As crostas polimetálicas oceânicas, por exemplo, possuem concentrações de telúrio – um mineral fundamental para o desenvolvimento de células fotovoltaicas – muito maior do que qualquer rocha na crosta continental da Terra.
Os nódulos polimetálicos oceânicos, por sua vez, possuem teores de níquel – mineral usado em baterias de aparelhos celulares, notebooks e tablets – em nível 20 vezes maior do que os das jazidas terrestres.

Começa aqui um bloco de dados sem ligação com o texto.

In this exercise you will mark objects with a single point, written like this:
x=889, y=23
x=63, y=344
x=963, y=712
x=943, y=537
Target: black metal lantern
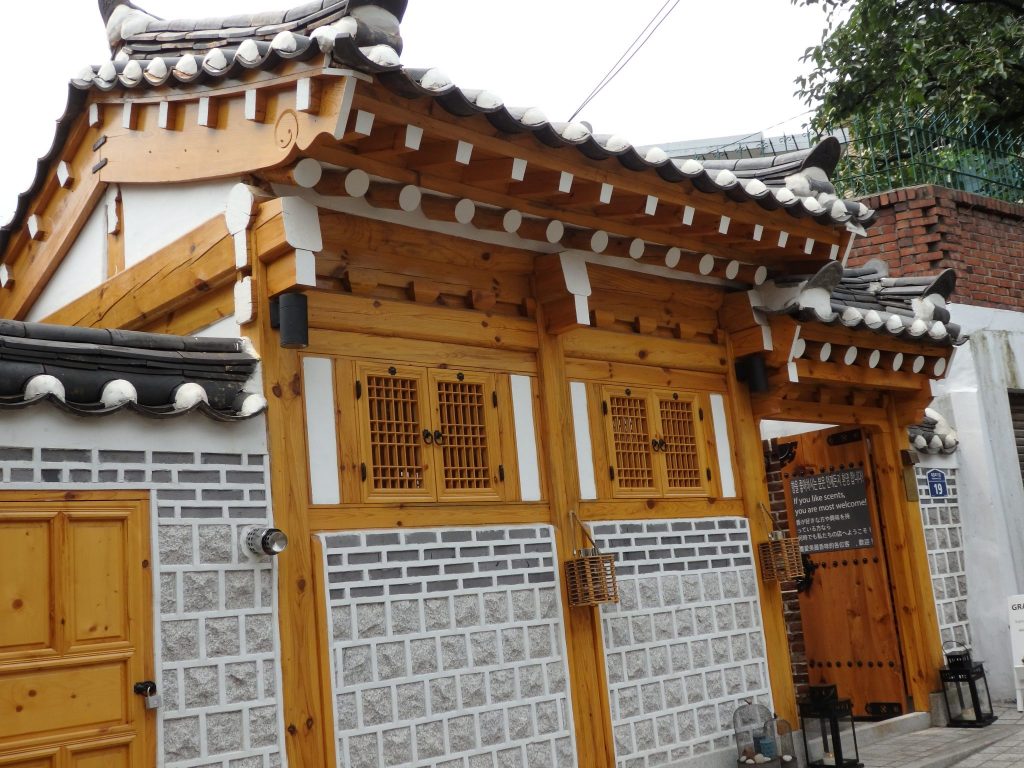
x=965, y=687
x=823, y=713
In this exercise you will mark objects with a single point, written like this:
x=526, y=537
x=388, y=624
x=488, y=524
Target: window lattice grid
x=632, y=441
x=394, y=433
x=463, y=424
x=682, y=460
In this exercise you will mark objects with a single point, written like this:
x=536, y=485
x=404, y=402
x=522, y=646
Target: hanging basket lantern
x=590, y=577
x=779, y=558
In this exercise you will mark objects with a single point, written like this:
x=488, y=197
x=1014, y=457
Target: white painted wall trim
x=585, y=452
x=725, y=468
x=322, y=432
x=525, y=437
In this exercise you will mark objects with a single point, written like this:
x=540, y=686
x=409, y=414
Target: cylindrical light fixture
x=260, y=541
x=294, y=317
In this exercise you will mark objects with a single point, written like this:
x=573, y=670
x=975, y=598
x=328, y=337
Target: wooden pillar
x=907, y=556
x=308, y=726
x=585, y=645
x=754, y=487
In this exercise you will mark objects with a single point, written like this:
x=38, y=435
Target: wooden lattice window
x=393, y=461
x=465, y=408
x=394, y=432
x=683, y=462
x=654, y=442
x=631, y=439
x=428, y=434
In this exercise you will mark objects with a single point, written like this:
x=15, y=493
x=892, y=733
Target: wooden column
x=907, y=556
x=308, y=727
x=585, y=644
x=754, y=488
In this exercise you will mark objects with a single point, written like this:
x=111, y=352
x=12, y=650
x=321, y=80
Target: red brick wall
x=925, y=229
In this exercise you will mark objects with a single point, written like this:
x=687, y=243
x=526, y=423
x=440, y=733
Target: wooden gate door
x=850, y=631
x=75, y=617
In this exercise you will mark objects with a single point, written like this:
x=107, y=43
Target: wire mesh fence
x=895, y=150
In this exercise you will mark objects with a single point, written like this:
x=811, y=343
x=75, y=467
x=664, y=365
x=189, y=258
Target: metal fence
x=893, y=151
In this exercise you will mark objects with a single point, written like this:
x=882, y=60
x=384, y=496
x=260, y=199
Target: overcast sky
x=715, y=68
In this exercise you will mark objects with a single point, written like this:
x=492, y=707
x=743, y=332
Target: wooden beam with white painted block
x=322, y=434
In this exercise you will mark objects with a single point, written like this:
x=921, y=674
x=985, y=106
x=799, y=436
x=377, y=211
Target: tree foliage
x=961, y=57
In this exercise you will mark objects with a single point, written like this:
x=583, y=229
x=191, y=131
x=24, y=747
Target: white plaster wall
x=158, y=214
x=216, y=642
x=82, y=269
x=974, y=397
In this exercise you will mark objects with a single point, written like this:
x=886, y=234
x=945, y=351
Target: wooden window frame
x=607, y=470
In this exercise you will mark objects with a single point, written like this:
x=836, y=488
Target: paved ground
x=999, y=745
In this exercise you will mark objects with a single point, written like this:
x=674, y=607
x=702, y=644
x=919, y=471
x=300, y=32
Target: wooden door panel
x=97, y=580
x=35, y=759
x=850, y=630
x=27, y=597
x=100, y=756
x=62, y=698
x=75, y=596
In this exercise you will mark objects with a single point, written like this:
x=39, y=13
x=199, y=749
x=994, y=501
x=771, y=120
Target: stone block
x=259, y=634
x=222, y=636
x=181, y=738
x=462, y=733
x=201, y=591
x=378, y=708
x=223, y=732
x=240, y=590
x=179, y=640
x=356, y=665
x=241, y=681
x=262, y=726
x=175, y=544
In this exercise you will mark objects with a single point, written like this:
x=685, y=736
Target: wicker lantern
x=779, y=558
x=590, y=577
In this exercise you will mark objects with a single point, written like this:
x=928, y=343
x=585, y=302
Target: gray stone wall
x=684, y=646
x=944, y=540
x=216, y=643
x=448, y=648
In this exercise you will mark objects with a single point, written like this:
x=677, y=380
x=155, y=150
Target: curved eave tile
x=150, y=412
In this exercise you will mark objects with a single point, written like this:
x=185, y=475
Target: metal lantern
x=590, y=576
x=965, y=687
x=762, y=738
x=823, y=713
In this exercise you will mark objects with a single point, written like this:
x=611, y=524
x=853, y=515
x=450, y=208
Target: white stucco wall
x=158, y=214
x=974, y=397
x=82, y=269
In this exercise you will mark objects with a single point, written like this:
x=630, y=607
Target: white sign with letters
x=1016, y=606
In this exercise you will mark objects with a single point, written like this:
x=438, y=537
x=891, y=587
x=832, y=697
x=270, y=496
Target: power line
x=656, y=20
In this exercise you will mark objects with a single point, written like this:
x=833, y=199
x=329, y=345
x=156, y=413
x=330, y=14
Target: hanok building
x=475, y=337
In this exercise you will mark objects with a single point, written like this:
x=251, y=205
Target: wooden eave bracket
x=283, y=232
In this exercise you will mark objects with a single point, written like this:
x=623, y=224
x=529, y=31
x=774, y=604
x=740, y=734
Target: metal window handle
x=147, y=689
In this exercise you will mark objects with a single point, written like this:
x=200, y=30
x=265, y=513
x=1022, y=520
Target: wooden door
x=850, y=630
x=75, y=635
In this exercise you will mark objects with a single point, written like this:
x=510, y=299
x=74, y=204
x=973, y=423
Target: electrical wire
x=632, y=49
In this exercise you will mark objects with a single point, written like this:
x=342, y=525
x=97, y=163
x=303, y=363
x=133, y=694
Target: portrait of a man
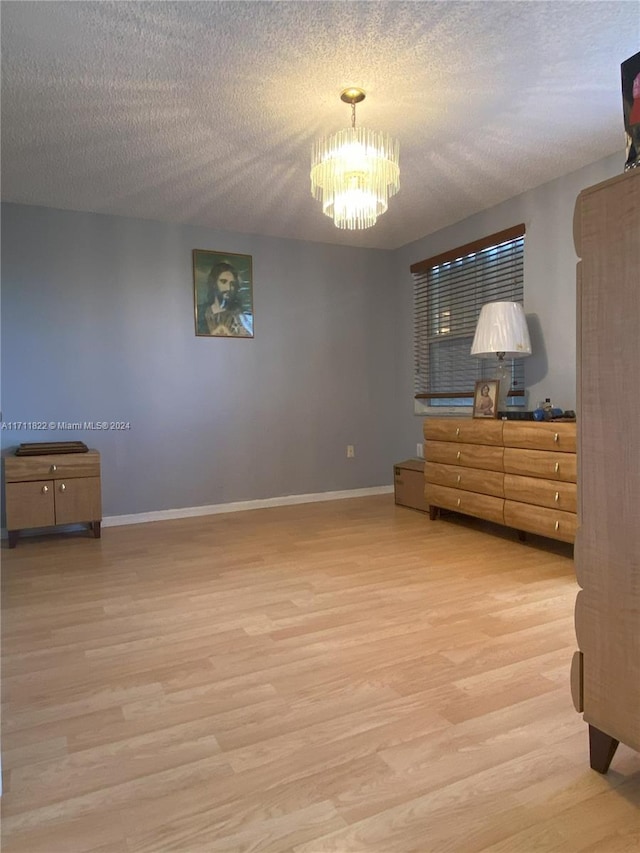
x=485, y=401
x=223, y=294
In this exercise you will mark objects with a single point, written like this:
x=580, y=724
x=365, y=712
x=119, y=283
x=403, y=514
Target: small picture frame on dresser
x=485, y=398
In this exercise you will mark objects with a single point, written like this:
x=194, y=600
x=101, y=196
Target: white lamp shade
x=502, y=328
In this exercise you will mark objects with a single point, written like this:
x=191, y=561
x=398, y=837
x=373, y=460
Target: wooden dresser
x=518, y=473
x=606, y=669
x=41, y=491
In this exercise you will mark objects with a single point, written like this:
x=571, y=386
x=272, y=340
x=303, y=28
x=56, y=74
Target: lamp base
x=503, y=375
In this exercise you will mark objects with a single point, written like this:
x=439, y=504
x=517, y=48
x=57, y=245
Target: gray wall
x=98, y=324
x=549, y=283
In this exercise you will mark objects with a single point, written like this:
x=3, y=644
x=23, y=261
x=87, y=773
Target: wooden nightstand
x=41, y=491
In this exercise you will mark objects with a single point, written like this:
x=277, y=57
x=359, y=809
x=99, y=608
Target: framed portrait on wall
x=485, y=398
x=223, y=294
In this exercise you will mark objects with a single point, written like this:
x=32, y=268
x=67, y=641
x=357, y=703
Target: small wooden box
x=408, y=484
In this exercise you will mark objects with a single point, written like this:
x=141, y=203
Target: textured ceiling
x=205, y=112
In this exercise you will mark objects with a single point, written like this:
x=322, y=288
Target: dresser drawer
x=24, y=468
x=550, y=493
x=466, y=455
x=470, y=503
x=547, y=522
x=540, y=463
x=559, y=437
x=469, y=479
x=463, y=430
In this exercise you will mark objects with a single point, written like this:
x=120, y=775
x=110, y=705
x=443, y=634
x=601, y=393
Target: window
x=449, y=291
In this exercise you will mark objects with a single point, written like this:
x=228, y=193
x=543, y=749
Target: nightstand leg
x=602, y=748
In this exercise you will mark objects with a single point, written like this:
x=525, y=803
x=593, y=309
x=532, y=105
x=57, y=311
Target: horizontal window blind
x=449, y=291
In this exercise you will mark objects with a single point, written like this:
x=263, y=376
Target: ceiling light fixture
x=355, y=171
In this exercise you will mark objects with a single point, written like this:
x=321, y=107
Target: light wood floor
x=344, y=676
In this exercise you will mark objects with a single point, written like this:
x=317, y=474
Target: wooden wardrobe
x=605, y=678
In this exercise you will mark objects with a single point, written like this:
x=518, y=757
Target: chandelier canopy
x=355, y=171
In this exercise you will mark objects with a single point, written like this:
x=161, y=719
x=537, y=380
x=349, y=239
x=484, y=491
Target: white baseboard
x=239, y=506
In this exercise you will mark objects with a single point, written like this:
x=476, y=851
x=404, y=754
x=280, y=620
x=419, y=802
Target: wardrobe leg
x=602, y=748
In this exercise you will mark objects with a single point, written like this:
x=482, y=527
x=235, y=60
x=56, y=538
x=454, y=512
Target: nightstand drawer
x=21, y=468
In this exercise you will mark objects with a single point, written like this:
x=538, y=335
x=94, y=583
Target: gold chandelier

“Por esses motivos há muito interesse econômico na exploração desses minerais encontrados em depósitos polimetálicos”, apontou Jovane. “Queremos entender por que em algumas áreas do oceano esses depósitos polimetálicos são abundantes e em outras não”, afirmou.
A ISA estima que cerca de 6.350 milhões de quilômetros quadrados, ou 1,7% do solo do oceano, sejam cobertos por crostas polimetálicas.
Esses depósitos polimetálicos concentrariam 1 bilhão de toneladas de cobalto, estima o órgão estabelecido pela Convenção das Nações Unidas sobre o Direito do Mar.
“Os resultados do projeto podem contribuir para que o Brasil possa explorar esses recursos que estão em águas internacionais. Para reivindicar o direito de explorá-los é preciso que o país demarque os depósitos polimetálicos que estão presentes em sua área de interesse e que tem condições de explorá-los”, disse Jovane.